The first thing is getting our own industry to understand that this is not about replacing people. This is about saying instead of you helping one group of patients today, maybe you could help two. I still need your expertise to make decisions about whether this is even a viable molecule. But instead of you spending 40 years to discover one drug, now you’ve got the opportunity to look at five or ten of these molecules in parallel in a day. It’s [about] getting people to understand that AI can help them radically change their role, so that they can do more of the stuff that they genuinely want to do.
This [understanding] is getting better as younger people are coming into the industry. They are forcing the pace of change, as they want to do more things quickly.
Once we understand that as an industry, it’ll be easier for us to go out and evangelise that to our patients and say, we’re in a better position to help you. The reason why more rare diseases are being solved is not because pharma companies are running out of big patient populations; businesses want to help people with rare diseases, and, due to AI, we can now afford to do that at scale.
Regulators are credible to patients. They can help by going to industry and challenging them to provide more data to show that what they’re doing is safe and it will not negatively impact patient populations.

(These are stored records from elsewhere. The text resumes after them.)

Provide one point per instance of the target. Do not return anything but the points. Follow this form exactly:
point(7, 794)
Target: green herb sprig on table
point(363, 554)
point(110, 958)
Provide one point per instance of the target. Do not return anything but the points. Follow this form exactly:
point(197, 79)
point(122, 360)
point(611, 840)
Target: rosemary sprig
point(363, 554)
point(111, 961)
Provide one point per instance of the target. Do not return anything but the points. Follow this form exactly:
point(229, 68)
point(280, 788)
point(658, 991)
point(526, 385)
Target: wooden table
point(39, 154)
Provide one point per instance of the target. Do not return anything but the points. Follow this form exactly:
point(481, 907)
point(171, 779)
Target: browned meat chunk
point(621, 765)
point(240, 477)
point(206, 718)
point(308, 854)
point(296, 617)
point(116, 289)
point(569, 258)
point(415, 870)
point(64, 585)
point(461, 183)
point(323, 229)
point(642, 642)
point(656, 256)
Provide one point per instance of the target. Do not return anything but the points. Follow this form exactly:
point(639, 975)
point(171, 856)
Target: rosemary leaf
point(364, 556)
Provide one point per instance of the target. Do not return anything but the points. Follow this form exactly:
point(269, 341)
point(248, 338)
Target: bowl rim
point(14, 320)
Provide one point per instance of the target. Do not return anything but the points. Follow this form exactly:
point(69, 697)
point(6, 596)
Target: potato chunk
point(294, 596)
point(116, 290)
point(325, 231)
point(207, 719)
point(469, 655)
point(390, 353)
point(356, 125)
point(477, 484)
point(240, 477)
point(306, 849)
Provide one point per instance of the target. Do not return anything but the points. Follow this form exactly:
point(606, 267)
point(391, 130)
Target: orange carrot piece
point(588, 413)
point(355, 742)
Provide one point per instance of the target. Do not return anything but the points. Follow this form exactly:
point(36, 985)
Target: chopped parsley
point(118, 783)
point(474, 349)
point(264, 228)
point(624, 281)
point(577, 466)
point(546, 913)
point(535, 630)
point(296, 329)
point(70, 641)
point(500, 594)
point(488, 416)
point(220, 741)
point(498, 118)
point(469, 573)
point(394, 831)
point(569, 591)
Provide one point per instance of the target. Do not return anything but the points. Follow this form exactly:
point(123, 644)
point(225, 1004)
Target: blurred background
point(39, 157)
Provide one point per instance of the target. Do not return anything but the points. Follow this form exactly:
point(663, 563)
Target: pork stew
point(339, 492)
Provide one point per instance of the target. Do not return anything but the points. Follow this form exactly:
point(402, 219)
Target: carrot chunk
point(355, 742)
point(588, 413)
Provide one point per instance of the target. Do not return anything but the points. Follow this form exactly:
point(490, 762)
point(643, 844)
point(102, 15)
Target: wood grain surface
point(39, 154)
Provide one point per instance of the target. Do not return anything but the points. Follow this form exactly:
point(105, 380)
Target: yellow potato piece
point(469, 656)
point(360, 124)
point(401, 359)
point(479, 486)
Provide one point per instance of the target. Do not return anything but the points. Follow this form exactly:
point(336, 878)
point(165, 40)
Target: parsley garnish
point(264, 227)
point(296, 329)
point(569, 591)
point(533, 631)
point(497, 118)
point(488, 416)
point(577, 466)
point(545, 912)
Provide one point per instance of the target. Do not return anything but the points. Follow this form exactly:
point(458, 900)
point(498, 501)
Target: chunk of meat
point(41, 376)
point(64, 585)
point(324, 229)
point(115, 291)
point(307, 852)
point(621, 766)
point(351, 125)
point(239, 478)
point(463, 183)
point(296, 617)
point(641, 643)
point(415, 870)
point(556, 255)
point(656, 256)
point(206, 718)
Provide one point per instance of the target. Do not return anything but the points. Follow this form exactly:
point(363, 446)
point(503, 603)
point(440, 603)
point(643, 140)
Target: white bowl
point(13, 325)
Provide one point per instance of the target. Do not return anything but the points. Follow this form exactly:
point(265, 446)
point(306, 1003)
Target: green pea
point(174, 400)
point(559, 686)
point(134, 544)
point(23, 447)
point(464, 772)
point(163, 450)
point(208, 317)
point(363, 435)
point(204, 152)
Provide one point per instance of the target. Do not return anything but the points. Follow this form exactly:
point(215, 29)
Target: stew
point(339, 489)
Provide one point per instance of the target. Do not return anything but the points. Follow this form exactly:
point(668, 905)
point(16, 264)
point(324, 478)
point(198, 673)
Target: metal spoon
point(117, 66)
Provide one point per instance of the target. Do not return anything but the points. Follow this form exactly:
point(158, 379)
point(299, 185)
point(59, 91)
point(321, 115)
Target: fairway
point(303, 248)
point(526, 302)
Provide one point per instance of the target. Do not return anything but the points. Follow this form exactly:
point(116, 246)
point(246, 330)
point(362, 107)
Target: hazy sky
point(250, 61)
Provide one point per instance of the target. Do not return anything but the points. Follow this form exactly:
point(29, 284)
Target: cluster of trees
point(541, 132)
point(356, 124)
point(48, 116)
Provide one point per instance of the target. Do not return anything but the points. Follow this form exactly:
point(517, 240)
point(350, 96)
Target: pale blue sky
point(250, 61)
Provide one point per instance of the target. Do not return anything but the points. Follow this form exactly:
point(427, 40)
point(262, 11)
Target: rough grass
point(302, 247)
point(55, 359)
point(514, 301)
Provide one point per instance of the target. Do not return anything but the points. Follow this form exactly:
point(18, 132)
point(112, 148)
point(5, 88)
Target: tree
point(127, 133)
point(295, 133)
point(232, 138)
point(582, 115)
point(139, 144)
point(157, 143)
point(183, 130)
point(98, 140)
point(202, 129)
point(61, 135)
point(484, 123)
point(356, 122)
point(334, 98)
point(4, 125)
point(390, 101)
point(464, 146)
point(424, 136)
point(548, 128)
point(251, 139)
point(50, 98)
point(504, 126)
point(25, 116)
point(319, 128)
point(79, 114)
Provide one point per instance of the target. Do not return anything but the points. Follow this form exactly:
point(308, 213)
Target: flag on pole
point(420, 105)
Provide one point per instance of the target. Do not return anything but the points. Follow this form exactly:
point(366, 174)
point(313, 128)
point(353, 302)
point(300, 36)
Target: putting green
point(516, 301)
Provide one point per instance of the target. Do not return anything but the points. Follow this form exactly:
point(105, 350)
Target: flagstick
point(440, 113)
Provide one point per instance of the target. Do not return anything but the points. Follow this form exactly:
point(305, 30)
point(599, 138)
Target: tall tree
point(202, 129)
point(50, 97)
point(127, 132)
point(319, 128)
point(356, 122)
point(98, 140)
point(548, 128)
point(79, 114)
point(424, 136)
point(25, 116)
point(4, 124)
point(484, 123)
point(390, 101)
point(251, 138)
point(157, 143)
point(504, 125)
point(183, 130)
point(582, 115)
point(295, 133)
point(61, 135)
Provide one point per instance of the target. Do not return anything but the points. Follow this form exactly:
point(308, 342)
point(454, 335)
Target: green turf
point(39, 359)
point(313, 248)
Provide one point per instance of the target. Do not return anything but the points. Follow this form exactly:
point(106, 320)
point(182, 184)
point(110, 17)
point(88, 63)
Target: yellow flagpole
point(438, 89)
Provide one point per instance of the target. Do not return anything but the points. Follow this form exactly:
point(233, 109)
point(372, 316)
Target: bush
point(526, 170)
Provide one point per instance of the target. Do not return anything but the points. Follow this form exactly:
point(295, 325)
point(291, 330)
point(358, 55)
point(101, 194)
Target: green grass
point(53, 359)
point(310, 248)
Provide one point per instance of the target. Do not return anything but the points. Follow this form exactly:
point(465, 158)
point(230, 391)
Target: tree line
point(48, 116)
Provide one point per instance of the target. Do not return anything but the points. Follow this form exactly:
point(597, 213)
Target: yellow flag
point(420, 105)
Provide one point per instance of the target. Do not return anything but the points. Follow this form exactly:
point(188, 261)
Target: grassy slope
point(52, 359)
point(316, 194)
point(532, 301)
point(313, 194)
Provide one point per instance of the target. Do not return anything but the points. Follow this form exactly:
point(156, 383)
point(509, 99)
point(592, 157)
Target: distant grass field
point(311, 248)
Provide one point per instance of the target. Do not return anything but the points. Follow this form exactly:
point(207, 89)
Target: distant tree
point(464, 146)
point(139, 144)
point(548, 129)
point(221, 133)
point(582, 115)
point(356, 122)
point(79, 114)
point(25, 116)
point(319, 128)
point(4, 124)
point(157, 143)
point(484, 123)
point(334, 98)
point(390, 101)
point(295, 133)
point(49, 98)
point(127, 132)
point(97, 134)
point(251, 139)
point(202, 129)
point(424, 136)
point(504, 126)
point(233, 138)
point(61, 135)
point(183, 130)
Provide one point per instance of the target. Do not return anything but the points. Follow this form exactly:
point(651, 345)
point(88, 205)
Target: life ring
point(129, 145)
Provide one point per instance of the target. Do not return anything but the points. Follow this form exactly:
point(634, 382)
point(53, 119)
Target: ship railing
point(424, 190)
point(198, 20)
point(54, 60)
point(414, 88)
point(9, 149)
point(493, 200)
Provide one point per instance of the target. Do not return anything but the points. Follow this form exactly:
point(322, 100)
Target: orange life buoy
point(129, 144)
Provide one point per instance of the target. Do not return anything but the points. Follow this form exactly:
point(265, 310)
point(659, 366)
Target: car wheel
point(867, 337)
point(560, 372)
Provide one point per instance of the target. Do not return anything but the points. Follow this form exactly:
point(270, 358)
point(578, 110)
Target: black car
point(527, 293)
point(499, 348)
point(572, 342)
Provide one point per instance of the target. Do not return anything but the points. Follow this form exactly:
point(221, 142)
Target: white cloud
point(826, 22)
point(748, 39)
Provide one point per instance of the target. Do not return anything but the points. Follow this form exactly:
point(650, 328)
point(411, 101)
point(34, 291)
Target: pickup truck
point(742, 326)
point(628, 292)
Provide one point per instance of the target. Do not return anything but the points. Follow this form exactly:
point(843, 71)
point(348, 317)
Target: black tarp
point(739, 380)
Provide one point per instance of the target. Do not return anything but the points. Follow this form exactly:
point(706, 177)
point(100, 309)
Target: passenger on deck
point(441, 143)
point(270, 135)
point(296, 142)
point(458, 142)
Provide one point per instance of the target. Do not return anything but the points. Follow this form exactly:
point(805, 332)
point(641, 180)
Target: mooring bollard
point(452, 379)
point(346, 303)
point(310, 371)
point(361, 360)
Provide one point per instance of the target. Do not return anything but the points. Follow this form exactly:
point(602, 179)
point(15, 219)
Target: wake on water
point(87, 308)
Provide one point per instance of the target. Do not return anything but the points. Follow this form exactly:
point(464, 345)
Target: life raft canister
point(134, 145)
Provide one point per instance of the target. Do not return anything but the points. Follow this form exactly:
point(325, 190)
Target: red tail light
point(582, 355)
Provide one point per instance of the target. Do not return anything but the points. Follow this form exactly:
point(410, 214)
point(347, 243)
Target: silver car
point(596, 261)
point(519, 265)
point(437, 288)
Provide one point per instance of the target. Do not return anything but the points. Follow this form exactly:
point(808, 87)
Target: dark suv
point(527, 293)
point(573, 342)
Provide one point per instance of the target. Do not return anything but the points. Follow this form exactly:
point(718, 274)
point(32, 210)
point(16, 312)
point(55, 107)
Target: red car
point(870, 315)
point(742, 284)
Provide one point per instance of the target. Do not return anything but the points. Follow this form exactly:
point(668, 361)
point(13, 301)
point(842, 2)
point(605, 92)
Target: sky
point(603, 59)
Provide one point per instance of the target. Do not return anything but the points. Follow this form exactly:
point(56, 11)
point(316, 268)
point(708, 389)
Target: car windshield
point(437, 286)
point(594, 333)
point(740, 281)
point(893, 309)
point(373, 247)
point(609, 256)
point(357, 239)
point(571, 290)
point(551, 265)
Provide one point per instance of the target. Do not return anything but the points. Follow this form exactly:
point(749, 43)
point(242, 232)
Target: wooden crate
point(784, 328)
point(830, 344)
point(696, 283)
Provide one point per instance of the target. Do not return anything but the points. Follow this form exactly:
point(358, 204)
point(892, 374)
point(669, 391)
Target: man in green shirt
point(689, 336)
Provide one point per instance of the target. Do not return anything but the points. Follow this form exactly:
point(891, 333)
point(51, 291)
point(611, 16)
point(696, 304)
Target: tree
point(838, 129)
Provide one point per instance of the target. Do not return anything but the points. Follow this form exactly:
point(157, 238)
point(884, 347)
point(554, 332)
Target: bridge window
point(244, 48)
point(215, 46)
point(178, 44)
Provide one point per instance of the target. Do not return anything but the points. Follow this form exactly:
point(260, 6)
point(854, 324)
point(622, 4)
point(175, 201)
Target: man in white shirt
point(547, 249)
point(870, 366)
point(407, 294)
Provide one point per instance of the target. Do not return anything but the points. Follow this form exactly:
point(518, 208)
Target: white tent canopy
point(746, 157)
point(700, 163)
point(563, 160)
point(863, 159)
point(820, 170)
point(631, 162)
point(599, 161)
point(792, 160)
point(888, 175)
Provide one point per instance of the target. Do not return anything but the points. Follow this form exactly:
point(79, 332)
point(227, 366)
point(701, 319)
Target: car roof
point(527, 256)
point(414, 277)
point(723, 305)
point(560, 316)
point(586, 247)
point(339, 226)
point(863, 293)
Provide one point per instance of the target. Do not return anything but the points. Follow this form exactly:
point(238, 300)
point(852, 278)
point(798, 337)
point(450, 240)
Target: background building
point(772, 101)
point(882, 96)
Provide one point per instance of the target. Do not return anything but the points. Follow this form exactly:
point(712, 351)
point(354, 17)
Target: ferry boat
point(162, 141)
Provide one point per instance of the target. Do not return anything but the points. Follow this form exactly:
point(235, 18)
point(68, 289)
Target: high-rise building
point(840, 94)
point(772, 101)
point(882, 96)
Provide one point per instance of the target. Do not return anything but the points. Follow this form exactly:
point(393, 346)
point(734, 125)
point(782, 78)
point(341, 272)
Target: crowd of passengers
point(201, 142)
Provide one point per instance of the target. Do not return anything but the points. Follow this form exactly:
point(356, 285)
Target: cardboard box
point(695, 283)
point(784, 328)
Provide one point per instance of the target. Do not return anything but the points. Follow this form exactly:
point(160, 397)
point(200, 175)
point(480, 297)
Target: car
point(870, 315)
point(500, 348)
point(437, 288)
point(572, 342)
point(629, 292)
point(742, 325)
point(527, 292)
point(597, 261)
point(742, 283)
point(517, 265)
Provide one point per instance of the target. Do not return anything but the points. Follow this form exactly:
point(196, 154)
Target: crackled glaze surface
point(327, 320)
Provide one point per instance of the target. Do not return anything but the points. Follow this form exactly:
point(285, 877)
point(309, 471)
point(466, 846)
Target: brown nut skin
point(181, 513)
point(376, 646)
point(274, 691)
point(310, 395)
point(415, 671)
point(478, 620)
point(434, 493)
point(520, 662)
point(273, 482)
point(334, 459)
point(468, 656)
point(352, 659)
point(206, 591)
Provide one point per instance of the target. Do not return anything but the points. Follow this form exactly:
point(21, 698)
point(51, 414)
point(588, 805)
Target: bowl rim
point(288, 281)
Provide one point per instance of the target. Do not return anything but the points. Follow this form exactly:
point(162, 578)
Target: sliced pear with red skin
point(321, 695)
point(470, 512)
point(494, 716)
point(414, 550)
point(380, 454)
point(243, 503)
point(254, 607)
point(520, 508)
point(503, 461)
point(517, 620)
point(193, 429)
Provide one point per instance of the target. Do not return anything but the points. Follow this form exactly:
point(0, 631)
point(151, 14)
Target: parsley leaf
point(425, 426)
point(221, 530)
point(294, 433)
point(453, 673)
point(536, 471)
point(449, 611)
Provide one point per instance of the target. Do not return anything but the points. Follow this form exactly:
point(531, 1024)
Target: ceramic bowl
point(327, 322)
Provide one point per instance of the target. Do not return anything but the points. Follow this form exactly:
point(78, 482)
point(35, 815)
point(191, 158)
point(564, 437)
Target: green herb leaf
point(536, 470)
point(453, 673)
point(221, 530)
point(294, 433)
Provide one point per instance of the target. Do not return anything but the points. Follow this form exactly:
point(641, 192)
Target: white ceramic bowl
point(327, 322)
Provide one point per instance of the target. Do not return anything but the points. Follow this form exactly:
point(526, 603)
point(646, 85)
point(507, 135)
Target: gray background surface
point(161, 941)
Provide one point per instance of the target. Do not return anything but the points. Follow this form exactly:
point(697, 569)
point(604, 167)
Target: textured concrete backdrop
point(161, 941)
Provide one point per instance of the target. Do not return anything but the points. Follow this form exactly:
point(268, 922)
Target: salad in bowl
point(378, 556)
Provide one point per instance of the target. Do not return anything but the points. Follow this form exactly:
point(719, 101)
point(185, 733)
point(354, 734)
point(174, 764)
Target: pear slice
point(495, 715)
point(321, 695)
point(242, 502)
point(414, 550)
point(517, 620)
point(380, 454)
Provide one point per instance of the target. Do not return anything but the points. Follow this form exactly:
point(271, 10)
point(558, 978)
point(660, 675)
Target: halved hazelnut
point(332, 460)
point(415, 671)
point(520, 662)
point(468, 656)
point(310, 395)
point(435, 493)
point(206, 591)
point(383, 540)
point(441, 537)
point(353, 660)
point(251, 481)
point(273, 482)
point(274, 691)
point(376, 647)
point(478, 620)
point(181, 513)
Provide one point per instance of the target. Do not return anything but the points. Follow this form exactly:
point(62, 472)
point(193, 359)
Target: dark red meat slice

AN: How do you foresee AI and data will further drive efficiencies for drug discovery and development in the future?
UD: Here are three examples of how we think AI can help change the world of the future.
First, the most expensive part of drug discovery is site identification and patient recruitment [for clinical trials]; this is even more complex as you move into rare diseases. AI can help by being able to go and find sites that have good records of recruiting patients and keeping them safe – in the past, researchers would have had to read thousands and thousands of notes – and help bring in vulnerable patients into trials.
Second, AI can help with study design, by looking at all the data, both structured and unstructured, from previous studies, using techniques like natural language processing, and understand what type of monitoring this groups needs [so] we can minimise the risks to the patients and maximise the benefits. In the past, study design was based on ‘what have we done before?’ It wasn’t a scientific approach.
Third, everyone could have different reactions to the same drug. Now, there is more data about us than ever before, such as through Apple Watches. For example, if I took a pill, and it caused something to go wrong with my heart, my Apple Watch has five years’ worth of data related to my heart. In the past, pharma companies would have to use a small sliver of data from [previous medical consultations] and then try to make a complex decision about the safety of the drug – now, with AI, you could take a gigabyte of data off my watch and give me a complete history of my heart.
Ultimately, if we do not use AI, those problems are not going to get solved.